According to the Department for Education (DFE), South Tyneside schools lost 5,549 days to teacher sickness - equating to 142 days a week over the school year.
South Tyneside Council dispute this figure, saying the average working days lost per week for teachers in the borough was 97.5 days in 2017/18.
The DfE estimates this costs schools up to £75million a year nationally.
If schools in the borough covered every sick day with a supply teacher, on the average daily rate of £124, they would be paying £688,000 year.
This does not include the “substantial” and undisclosed fees which agencies charge schools - which unions claim can be up to £100 per day.
Andrew Morris, assistant general secretary of the National Education Union, said: “Supply agencies cream off millions of pounds every year from schools, charging them substantial fees while paying supply teachers appallingly.
“The DfE is actively supporting agencies when it could be adopting a model where a Government-backed scheme puts schools and supply teachers in direct contact, saving schools money and paying teachers more.”

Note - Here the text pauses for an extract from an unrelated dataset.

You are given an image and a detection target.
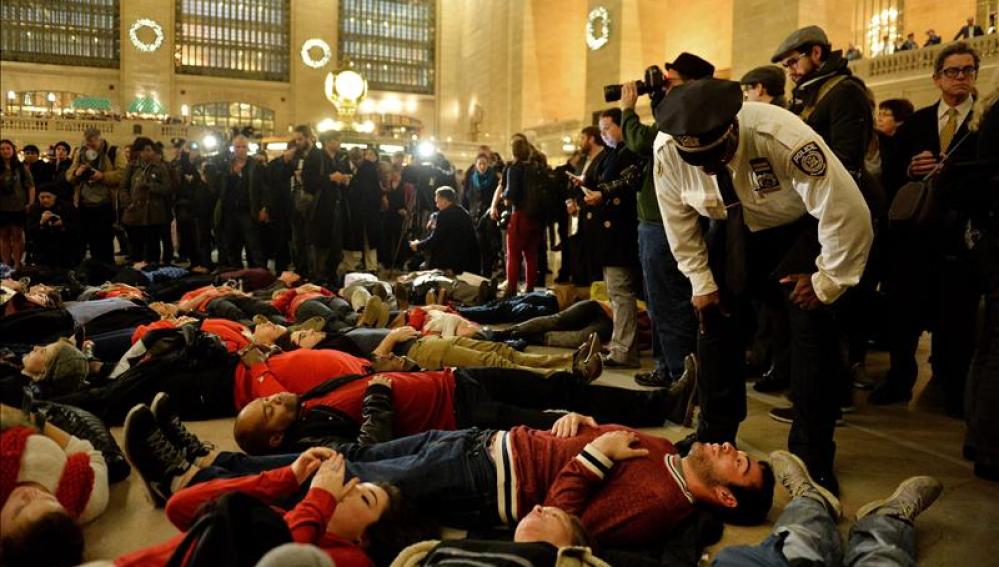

Last summer, the Education Secretary, Damian Hinds, launched a website to link schools directly with supply teachers.
He said: “Every pound that’s spent on excessive agency fees, or on advertising jobs, is a pound that I want to help schools spend on what really matters.”
A spokesman for South Tyneside Council said: “Last academic year saw fewer teaching days lost due to sickness.
“This is good news for our children and young people, who benefit enormously from the skills of our committed teaching staff.
“Fewer sick days leads to better outcomes for pupils, which is a core element of our ambition to give every child the best start in life.
“The fact that fewer sick days are being taken also reflects the professionalism of the teaching staff and the continued support given to schools by the local authority.”